Effexor is a serotonin-norepinephrine reuptake inhibitor used to treat major depressive disorder, generalised anxiety disorder, panic disorder, and social anxiety disorder.
The randomised, double-blind, placebo-controlled, multicentre Phase 3 study was designed to evaluate the efficacy and safety of Effexor in 357 Japanese outpatients with GAD.
The study enrolled patients based on the Diagnostic and Statistical Manual of Mental Disorders (DSM)-5 diagnostic criteria and Hamilton Anxiety Rating Scale (HAM-A) total score.
They were randomised equally to a flexible dose of 75-225mg/day Effexor or a once-daily, oral dosing placebo for an eight-week treatment period.
Viatris chief R&D officer Philippe Martin said: “We are very pleased with these top-line results, which consistently demonstrate the efficacy and safety of Effexor for the treatment of generalized anxiety disorder in Japanese patients with moderate to severe disease.
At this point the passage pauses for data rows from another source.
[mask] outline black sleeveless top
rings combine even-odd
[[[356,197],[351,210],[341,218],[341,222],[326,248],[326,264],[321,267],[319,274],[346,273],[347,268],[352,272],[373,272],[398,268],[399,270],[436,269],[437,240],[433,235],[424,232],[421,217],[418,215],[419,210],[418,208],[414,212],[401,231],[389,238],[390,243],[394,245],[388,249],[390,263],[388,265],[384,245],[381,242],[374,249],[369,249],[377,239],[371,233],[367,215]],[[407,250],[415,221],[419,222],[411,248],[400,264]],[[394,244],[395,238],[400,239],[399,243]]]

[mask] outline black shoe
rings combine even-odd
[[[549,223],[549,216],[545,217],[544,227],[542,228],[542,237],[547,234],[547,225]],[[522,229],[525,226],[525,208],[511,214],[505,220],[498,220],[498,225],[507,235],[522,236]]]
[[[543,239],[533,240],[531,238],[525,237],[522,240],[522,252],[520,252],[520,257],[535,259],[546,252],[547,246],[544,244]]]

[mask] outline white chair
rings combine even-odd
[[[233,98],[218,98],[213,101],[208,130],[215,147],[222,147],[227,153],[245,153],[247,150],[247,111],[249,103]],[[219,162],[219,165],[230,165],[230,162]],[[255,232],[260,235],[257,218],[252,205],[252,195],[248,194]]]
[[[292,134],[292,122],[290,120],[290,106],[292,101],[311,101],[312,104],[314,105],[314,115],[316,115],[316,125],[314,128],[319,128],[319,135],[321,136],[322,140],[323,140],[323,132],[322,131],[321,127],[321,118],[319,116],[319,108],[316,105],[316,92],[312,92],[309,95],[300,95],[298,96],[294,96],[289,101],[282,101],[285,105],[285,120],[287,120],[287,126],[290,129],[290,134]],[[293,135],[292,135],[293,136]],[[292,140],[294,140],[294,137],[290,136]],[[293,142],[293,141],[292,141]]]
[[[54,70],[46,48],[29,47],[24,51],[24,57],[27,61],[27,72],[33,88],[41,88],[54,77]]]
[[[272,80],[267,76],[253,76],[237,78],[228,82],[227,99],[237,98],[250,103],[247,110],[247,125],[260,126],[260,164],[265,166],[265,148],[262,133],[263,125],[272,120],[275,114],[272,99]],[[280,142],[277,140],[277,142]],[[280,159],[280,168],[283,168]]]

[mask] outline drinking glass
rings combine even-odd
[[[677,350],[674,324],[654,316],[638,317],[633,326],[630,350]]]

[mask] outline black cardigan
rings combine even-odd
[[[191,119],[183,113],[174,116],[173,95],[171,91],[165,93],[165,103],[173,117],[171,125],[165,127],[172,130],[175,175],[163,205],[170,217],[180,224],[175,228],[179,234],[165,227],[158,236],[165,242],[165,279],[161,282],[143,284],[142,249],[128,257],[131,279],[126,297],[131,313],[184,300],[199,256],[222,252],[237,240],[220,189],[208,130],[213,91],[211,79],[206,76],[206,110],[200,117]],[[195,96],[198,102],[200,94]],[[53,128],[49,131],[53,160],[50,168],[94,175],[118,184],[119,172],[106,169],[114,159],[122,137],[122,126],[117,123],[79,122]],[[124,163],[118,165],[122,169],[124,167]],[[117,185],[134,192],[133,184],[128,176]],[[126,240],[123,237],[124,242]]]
“The benefit-risk profile observed with Effexor in this study underscores its potential as a meaningful treatment option for patients with GAD in Japan, a condition which currently does not have any approved treatments available.
“This significant life cycle opportunity is yet another proof point of our diversified base business pipeline, which includes more than 70 novel products in development or under regulatory review.”
The Phase 3 study met its primary objective of Effexor showing superior anxiolytic effects compared to the placebo in eight weeks.
The superiority was measured based on the change in the Hamilton Anxiety Rating Scale (HAM-A) total score from baseline.
The study also met all seven secondary efficacy endpoints, as defined by the trial protocol, which confirmed the superiority of the drug, compared to placebo.
In this study, Effexor was generally well tolerated with a profile consistent with its known safety profile in non-Japanese patients.
Viatris is also conducting a long-term extension study of Effexor in Japanese outpatients with GAD who completed the Phase 3 study, with the study results expected in 2025.
Viatris Japan country manager Sun-A Kim said: “Despite generalised anxiety disorder being well-recognized globally, there is a large, general public awareness gap of GAD in Japan.
“Exacerbating this gap, is the absence of national clinical practice guidelines for treating the disease, signalling a large unmet need in Japan for those living with and treating excessive anxiety and worry.
“Viatris Japan remains committed to meeting the needs of patients living with mental health disorders, and we are pleased to see that the results from this study signal the potential of Effexor to further reach patients as a possible treatment of GAD.”